Key changes include:

  1. Requiring trading platforms to report and record price and volume data to the Ministry for the Environment.
  2. Requiring market participants to record trading information into the ETS Register.
  3. Introducing market conduct obligations into the Climate Change Response Act, prohibiting price manipulation and misleading conduct.
  4. Allowing monitoring agencies to obtain information from market participants and share relevant information with each other.

Sebastian Gehricke, director of the Climate and Energy Finance Group at Otago University, welcomed the change but said it didn’t address ongoing long-term problems with the ETS.

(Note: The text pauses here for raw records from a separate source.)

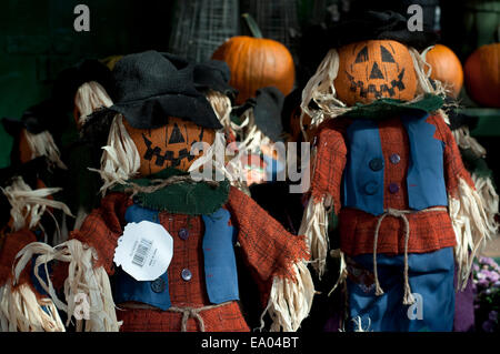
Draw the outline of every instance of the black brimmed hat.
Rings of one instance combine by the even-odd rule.
[[[84,127],[102,125],[97,121],[121,113],[137,129],[163,127],[168,117],[221,129],[209,101],[194,87],[193,71],[194,64],[152,50],[123,57],[112,71],[114,104],[96,111]]]
[[[396,11],[362,11],[332,26],[328,42],[331,48],[366,40],[394,40],[417,49],[436,43],[438,36],[429,29],[410,31],[408,19]]]

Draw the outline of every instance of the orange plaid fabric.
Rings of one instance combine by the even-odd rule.
[[[338,118],[320,127],[317,146],[317,165],[312,178],[311,195],[319,201],[323,195],[331,195],[334,211],[339,214],[341,250],[351,256],[372,253],[373,235],[378,216],[360,210],[342,209],[340,188],[348,145],[344,133],[352,120]],[[444,179],[448,192],[458,191],[459,178],[469,185],[473,182],[463,166],[457,143],[450,129],[440,115],[430,115],[427,122],[436,127],[434,138],[444,142]],[[384,209],[408,210],[408,191],[406,178],[409,165],[408,135],[400,119],[387,119],[378,122],[382,153],[384,158]],[[397,153],[399,163],[391,163],[390,155]],[[390,193],[389,183],[397,183],[400,189]],[[450,216],[444,211],[412,213],[407,215],[410,224],[408,252],[426,253],[456,245],[456,235]],[[402,220],[387,216],[380,227],[378,253],[402,254],[404,252],[404,224]]]
[[[206,332],[249,332],[237,302],[200,312]],[[182,314],[161,310],[118,310],[122,332],[180,332]],[[196,318],[188,318],[188,332],[200,331]]]

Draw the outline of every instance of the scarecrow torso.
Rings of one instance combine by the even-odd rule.
[[[343,145],[344,159],[319,163],[321,170],[342,171],[337,184],[341,249],[349,255],[373,252],[380,215],[388,209],[421,211],[447,206],[446,144],[439,115],[386,120],[342,119],[330,122],[319,143]],[[328,130],[330,130],[328,132]],[[320,133],[321,134],[321,133]],[[337,148],[336,148],[337,149]],[[338,150],[338,149],[337,149]],[[338,153],[338,152],[337,152]],[[407,215],[409,252],[431,252],[456,244],[446,210]],[[380,226],[378,253],[404,252],[404,224],[387,216]]]
[[[173,239],[173,256],[168,271],[154,281],[138,282],[117,270],[116,303],[140,302],[168,310],[239,300],[234,227],[229,216],[224,209],[211,215],[188,215],[131,204],[126,222],[161,224]]]

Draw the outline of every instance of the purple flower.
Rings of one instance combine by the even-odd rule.
[[[479,263],[481,264],[487,264],[489,266],[494,267],[497,265],[497,263],[494,262],[493,259],[487,257],[487,256],[480,256],[479,257]]]
[[[478,285],[481,287],[487,287],[490,285],[490,282],[487,279],[481,279],[479,280]]]
[[[493,328],[494,328],[494,323],[492,321],[488,320],[482,324],[482,330],[484,332],[493,332]]]

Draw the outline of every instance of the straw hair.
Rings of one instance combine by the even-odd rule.
[[[7,283],[0,287],[0,331],[64,332],[66,330],[50,299],[38,300],[27,284],[12,289]]]
[[[486,241],[497,235],[498,224],[478,191],[463,179],[459,180],[457,195],[449,195],[449,213],[457,237],[454,257],[458,264],[458,289],[463,290],[472,270],[472,261]],[[497,209],[494,206],[494,209]]]
[[[101,169],[97,171],[103,181],[102,195],[116,184],[126,184],[134,176],[140,168],[141,160],[136,144],[123,125],[123,115],[118,113],[111,123],[108,143],[102,148]]]
[[[31,230],[37,226],[46,211],[52,214],[48,208],[62,210],[64,214],[73,216],[64,203],[48,199],[49,195],[61,191],[61,188],[32,190],[21,176],[16,176],[10,185],[0,188],[0,190],[11,205],[10,215],[14,232],[23,227]],[[59,230],[56,219],[54,222]]]
[[[31,159],[46,156],[51,164],[57,165],[59,169],[68,169],[61,161],[59,149],[56,145],[52,135],[47,130],[38,134],[32,134],[23,129],[23,133],[31,151]]]
[[[208,90],[207,91],[207,100],[212,105],[213,112],[216,112],[217,118],[219,119],[222,127],[229,131],[232,130],[232,123],[231,123],[231,100],[226,94]]]
[[[80,85],[74,95],[74,105],[80,112],[78,128],[80,129],[92,114],[100,108],[109,108],[113,104],[108,92],[97,81],[89,81]]]
[[[420,54],[411,47],[409,47],[408,50],[413,61],[413,68],[418,79],[416,98],[409,101],[408,104],[420,101],[424,93],[444,97],[446,91],[441,82],[434,81],[436,88],[433,88],[429,81],[431,67],[424,60],[424,53],[429,49],[427,49],[423,54]],[[331,49],[302,91],[302,102],[300,104],[302,111],[300,115],[301,127],[303,127],[302,120],[304,114],[311,117],[310,128],[316,128],[324,120],[334,119],[338,115],[352,110],[352,107],[347,107],[344,102],[337,98],[334,80],[337,79],[338,71],[339,52],[336,49]],[[309,107],[311,102],[316,102],[319,110],[311,109]],[[306,133],[304,138],[307,139],[307,132],[303,133]]]
[[[268,306],[260,317],[260,330],[264,327],[266,313],[272,320],[271,332],[296,332],[309,315],[314,297],[311,273],[302,261],[292,264],[292,270],[294,280],[274,276]]]
[[[22,249],[16,256],[14,282],[19,280],[21,272],[37,254],[34,276],[49,294],[57,309],[68,314],[66,325],[69,325],[77,313],[77,300],[82,294],[88,301],[89,318],[77,320],[77,332],[118,332],[121,322],[117,321],[116,305],[112,299],[111,284],[106,270],[94,266],[98,259],[94,249],[72,239],[56,247],[44,243],[33,242]],[[68,264],[68,277],[64,281],[64,299],[61,301],[48,277],[44,280],[39,274],[39,267],[43,266],[48,272],[48,263],[52,261]],[[47,281],[47,282],[46,282]],[[84,323],[83,323],[83,320]]]

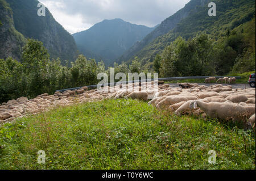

“This is a welcome change as some of the oversight was lacking. However, the most pressing issues in the ETS remain unsolved. Unlimited forestry – a cheap supply of credits as long as we have land to convert to pines, industrial allocation – a direct counter-incentive to the carbon price in a business case, the stockpile – built up during cheap international credit import, and finally the non pricing of agriculture emissions.”

John O’Brien, managing director, Carbon Market Solutions, agreed the move to regulate and improve NZ ETS market governance was a step in the right direction. “However, the question remains as to why an NZU in New Zealand is still not a regulated financial product as is the case with ACCUs in Australia or with EUAS in the European Union.”

Lizzie Chambers, Carbon Match, said the changes appear to be a sensible approach in line with a light-touch regulation system, but one which might deliver increased disclosure and transparency.

However she noted that the announcement lacked some important details: the depth of data to be collected, how it will be required to be submitted, the frequency, timeliness, and who the ‘monitoring agencies’ would be. “The Financial Markets Authority was floated as a possibility in past consultations, as were the Ministry for the Environment and Environmental Protection Agency.

“We look forward to further detail before the end of the year!”

Watts says the changes will be likely introduced alongside other potential amendments to the Climate Change Response Act before the end of the year.

“These changes have been carefully designed to address risks without adding unnecessary costs or red tape. We’ve deliberately avoided more expensive options like creating a government-run exchange or clearing house which was considered by the last Government.”